Carta à luz duma certa canção de Drummond
Lembrete
Se procurar bem você acaba encontrando
não a explicação (duvidosa) da vida,
mas a poesia (inexplicável) da vida.
(Drummond)
Se procurar bem você acaba encontrando
não a explicação (duvidosa) da vida,
mas a poesia (inexplicável) da vida.
(Drummond)
Não sei se acontece o mesmo contigo, mas, quando estou em horas ociosas – o que não significa estar sem fazer algo –, os pensamentos vão para lá e para cá, ora se coincidindo ora se colidindo, feito sonho depois do despertar. Em meio a estes devaneios, os poetas sempre me fazem companhia. Eles estão espalhados em minha estante e, agradavelmente, elevam minh’alma e, ou distraem ou provocam-me. Leio-os sem pretensões maiores do que as que a poesia por si mesma tem: descegar, desmudar, desvelar, despesar, sem fugir à verdade e ao real, sem confabular com sentimentalismo piegas e acres, sem florilégios à toa. Não apenas. Também redijo minhas intuições literárias, numa tentativa às vezes feliz, outra estéril, de deixar vazar o que este ócio criativo produz em mim. Drummond de Andrade, inspiração de hoje, resume bem o que digo:
Condenado a escrever fatalmente o mesmo poema
e ele não alcança perfil definitivo.
Talvez nem exista. Perseguem-me quimeras.

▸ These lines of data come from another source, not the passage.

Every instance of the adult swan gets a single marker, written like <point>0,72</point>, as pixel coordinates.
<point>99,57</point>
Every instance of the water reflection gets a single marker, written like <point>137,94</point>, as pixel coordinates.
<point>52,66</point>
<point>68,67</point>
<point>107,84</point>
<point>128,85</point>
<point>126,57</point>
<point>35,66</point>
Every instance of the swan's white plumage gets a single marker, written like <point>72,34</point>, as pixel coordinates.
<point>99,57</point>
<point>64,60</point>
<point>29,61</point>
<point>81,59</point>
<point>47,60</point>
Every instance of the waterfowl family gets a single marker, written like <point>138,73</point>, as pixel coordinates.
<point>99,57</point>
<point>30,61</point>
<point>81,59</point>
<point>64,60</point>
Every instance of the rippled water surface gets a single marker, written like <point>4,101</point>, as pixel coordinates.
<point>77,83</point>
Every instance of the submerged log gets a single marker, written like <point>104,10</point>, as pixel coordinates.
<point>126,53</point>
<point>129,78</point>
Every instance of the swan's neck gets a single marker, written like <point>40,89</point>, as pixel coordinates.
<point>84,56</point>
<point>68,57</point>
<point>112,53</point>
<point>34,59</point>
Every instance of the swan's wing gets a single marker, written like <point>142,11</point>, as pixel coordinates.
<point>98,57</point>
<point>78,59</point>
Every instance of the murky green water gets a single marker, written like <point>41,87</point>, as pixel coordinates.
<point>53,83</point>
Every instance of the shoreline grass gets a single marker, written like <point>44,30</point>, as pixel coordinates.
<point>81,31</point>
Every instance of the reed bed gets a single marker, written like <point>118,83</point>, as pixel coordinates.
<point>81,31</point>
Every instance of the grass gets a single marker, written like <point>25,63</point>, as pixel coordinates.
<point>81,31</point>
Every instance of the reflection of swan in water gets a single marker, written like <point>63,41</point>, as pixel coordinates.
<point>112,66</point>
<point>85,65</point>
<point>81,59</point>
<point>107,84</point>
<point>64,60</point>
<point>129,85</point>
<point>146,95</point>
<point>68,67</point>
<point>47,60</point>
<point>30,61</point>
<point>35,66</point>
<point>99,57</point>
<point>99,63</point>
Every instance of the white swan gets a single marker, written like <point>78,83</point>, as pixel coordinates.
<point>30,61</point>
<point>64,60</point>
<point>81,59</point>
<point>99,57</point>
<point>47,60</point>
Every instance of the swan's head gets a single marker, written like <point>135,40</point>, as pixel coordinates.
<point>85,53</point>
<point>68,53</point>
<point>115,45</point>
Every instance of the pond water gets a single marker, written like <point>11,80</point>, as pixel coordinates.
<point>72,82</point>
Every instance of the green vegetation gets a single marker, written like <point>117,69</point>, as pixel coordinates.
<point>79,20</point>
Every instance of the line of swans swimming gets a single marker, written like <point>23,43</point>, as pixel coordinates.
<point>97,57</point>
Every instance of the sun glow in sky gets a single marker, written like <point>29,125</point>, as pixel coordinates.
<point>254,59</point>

O problema não é inventar. É ser inventado
hora após hora e nunca ficar pronta
nossa edição convincente.
e ele não alcança perfil definitivo.
Talvez nem exista. Perseguem-me quimeras.
O problema não é inventar. É ser inventado
hora após hora e nunca ficar pronta
nossa edição convincente.
Esta é a V estrofe de Canções de alinhavo, da obra Corpo. Poema longo, lido por mim apenas uma vez, sem maiores demoras, mais desentendido que compreendido, sublinhadas as frases que mexeram comigo, provocando-me, e que agora ajudam a compor este texto – como qualquer outro, sempre incompleto. Recortar frases de um poema e usá-las arbitrariamente e desprendidas de seu contexto é deverás quase um crime. O mesmo se diga em relação a pinçar versículos bíblicos a esmo para construir teologias próprias, para justificar um deus particular. Contudo, dentro dum poema qualquer linha é poesia, seja no todo, seja na parte. E, se no conjunto seu significado é outro, no particular tem o poder de construir um mundo dentro de quem lê, feito semente que se desprende do fruto para fazer-se nova árvore.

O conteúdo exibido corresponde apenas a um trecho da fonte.